Distribution of quality metrics for T2-weighted MRI data. Distributions are based on data with the lowest framewise displacement per run per subject per session at ses-5 (n = 816), ses-7 (n = 1860), and ses-9 (n = 752). Frequency represents the number of participants at a given quality score. Snr = signal-to-noise ratio, efc = entropy-focus criterion, fd = framewise displacement, and cnr = contrast-to-noise ratio. The lighter colored bar in the fd histograms indicate extreme values.

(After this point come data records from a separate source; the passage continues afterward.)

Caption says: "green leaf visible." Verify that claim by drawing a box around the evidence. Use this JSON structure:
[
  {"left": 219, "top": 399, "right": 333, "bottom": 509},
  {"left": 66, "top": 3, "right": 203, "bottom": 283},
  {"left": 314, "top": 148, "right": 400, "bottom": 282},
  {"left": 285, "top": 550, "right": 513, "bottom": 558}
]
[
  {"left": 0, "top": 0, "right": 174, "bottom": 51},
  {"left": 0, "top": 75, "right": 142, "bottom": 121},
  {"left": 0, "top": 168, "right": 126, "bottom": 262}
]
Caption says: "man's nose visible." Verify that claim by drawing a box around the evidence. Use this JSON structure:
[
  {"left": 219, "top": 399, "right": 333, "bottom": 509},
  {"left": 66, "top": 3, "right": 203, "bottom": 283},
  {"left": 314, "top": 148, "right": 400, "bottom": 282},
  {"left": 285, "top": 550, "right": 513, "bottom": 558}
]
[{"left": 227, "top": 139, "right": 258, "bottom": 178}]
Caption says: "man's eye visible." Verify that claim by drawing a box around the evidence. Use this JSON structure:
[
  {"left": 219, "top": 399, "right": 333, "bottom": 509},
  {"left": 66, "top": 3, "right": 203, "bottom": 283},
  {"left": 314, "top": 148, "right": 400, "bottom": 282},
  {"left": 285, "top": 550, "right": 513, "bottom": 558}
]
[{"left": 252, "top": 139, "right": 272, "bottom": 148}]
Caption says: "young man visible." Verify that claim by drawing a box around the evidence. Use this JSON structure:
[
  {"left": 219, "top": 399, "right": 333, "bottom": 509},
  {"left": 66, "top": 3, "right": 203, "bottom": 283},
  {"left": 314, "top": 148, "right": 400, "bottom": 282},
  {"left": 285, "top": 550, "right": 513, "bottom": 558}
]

The quality of diffusion weighted images was assessed using the FSL eddy command (https://fsl.fmrib.ox.ac.uk/fsl/fslwiki). Movement during the scan was evaluated using the average of the absolute and relative volume-to-volume movement (RMS) derived from my_eddy_output.eddy_movement_rms and the outlier slice percentage derived from my_eddy_output.eddy_outlier_report. Signal quality of the scan was evaluated using the average of contrast-to-noise ratio (cnr) on the non-zero b-shells and the averaged signal-to-noise ratio (snr) of the b0 maps derived from my_eddy_output.eddy_cnr_maps. These indexes are reported for each run at each session in tabular data files and stored in the derivatives/dwi_mv_snr folder. Each tabular file (i.e., dwi_qa_ses-5.tsv, dwi_qa_ses-7.tsv, dwi_qa_ses-9.tsv) includes the participant id, run name, shifted acquisition date, number of volumes, mean of absolute RMS, mean of relative RMS, outlier percentage, averaged snr of b0 map, and averaged cnr for each dwi. The header variables in these tabular files are further described in the accompanying data dictionary, i.e., dwi_qa.json. Table 4 provides descriptions of the selected quality metrics for the diffusion weighted images, which are plotted in Fig. 5. Figure 5 shows the histogram representations of the quality control measures for the diffusion weighted images. Movement metrics were slightly worse than those reported in previous datasets on developing children using different quality control tools35,37, probably because our participants were younger. Image quality metrics of diffusion weighted imaging shows a gradual improvement as children develop. However, overall, the quality of the diffusion weighted images is good in our dataset with most data having less than 1% of outliers.

Fig. 5
figure 5

Distribution of quality metrics for diffusion-weighted data. Distributions are based on data with the lowest absolute RMS movement per subject per session at ses-5 (n = 87), ses-7 (n = 191), and ses-9 (n = 84). Frequency represents the number of participants at a given quality score. Snr = signal-to-noise ratio, rms_abs = mean of absolute RMS movement, outlier_pct = percentage of outlier slices, and cnr = contrast-to-noise ratio. The lighter colored bar in the histograms for absolute rms and the darker colored bar in the histograms for outlier pct indicate extreme values.

Usage Notes

All data are publicly available under a Creative Commons CCO license. We encourage the use of this dataset for further analysis and publication under the requirement of citing this article and the dataset. This dataset was successfully analyzed using SPM for fMRI in previous publications40,41,42,43,44,45,46,47,48,49,50. The dataset is shared as a whole dataset only on OpenNeuro.org. Questions regarding this dataset can be directed to the corresponding authors or posted as a comment on the OpenNeuro.org page for the dataset.